COMEY SUES DOJMaurene Comey, the lead prosecutor at Sean “Diddy” Combs’ sex-trafficking trial, filed a lawsuit against the Justice Department claiming her July termination was an “unlawful and unconstitutional” act of political payback by President Donald Trump against her father, former FBI director James B. Comey. Maurene Comey was previously one of the lead prosecutors in the case against Ghislaine Maxwell, a top accomplice of Jeffrey Epstein.

SMOKEY CASE UPDATE – A Los Angeles judge ruled that the former housekeepers accusing Smokey Robinson of rape can stay anonymous at this stage of the lawsuit, which is scheduled to go to trial in 2027. The singer’s lawyers argued it’s unfair that the accusers can remain Jane Does while dragging Robinson through the mud, but the judge was unmoved: “For now, this early on in this case, I don’t think their identities need to be revealed.”
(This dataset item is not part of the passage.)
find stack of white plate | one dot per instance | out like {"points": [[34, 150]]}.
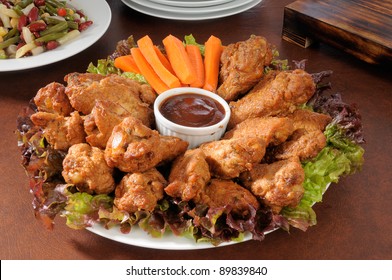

RECORD SETTLEMENT – Universal Music Group, Sony Music Group and Concord reached a settlement to end their lawsuit against the Internet Archive over the “Great 78 Project” — a program to digitize thousands of old vinyl records from Frank Sinatra, Ella Fitzgerald, Bing Crosby and other iconic artists. The Internet Archive claimed it was just trying to preserve the works, but the labels called it “wholesale theft of generations of music.”

DIDDY APPEALMaking the Band contestant Sara Rivers launched an appeal following the dismissal of her sexual assault lawsuit against Sean “Diddy” Combs. The move will challenge a ruling last month that dismissed the case, which accused Diddy of sexually harassing and groping Rivers during the filming of the 2000s MTV reality show, because Rivers waited too long to sue.

TRIAL AVERTED – Trey Songz reached a settlement to end a lawsuit claiming he sexually assaulted a woman named Jauhara Jeffries at a Miami nightclub on New Year’s Eve in 2018. The pair — and the nightclub itself — had been preparing to go to trial next month when the settlement was reached.